There are movies in America that seem to take the view that killing is not killing, guns are not guns and death is death. This a perfect example. While set in the "real world" so much bad happens with such regularity that you know that you are living in pulp fiction (small case) city.

Indeed the over-the-top regularity of bad things happening leads many to read this as a black comedy. This is surely a mistake as black comedy comes from irony or the unknowing. One human being shooting another (very much wishing them to be dead) is not black comedy.

While many bad things happen, the movie isn't clever enough to only let bad things happen to those that really deserve it. Many lines/scenes seem to designed to shock and titillate - including child sex or at least descriptions of it.

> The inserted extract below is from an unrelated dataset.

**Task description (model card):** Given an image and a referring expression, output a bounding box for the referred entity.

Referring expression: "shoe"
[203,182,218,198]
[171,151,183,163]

Like Tarantino director Matthew Bright forgets that less is sometimes more, and the threat of stepping over the line can be as dramatic as actually doing so. Sadly the director/writer Matthew Bright thinks that the drama only occurs if threat is then turned in to action.

Although it does know a thing about having your cake and eating it to. Especially in the scenes between the fleeing Witherspoon and the creepy Kieifer Sutherland.

What prevents this film from falling apart totally is the acting. Witherspoon is a total revelation in the lead role in that we normally see her as a sweet girl. Here her tiny face and pout are much more deadly -- indeed what we have here is bordering on the psychopathic.

While many might read my comments as indicating that I didn't like the film it has its black charms and is very watchable. It is actually a product of what I call "the new wild west" -- movies in which characters crash about the place doing whatever they like and march to the beat of their own drum.

Funny to some -- on a movie screen -- they are never funny in real life.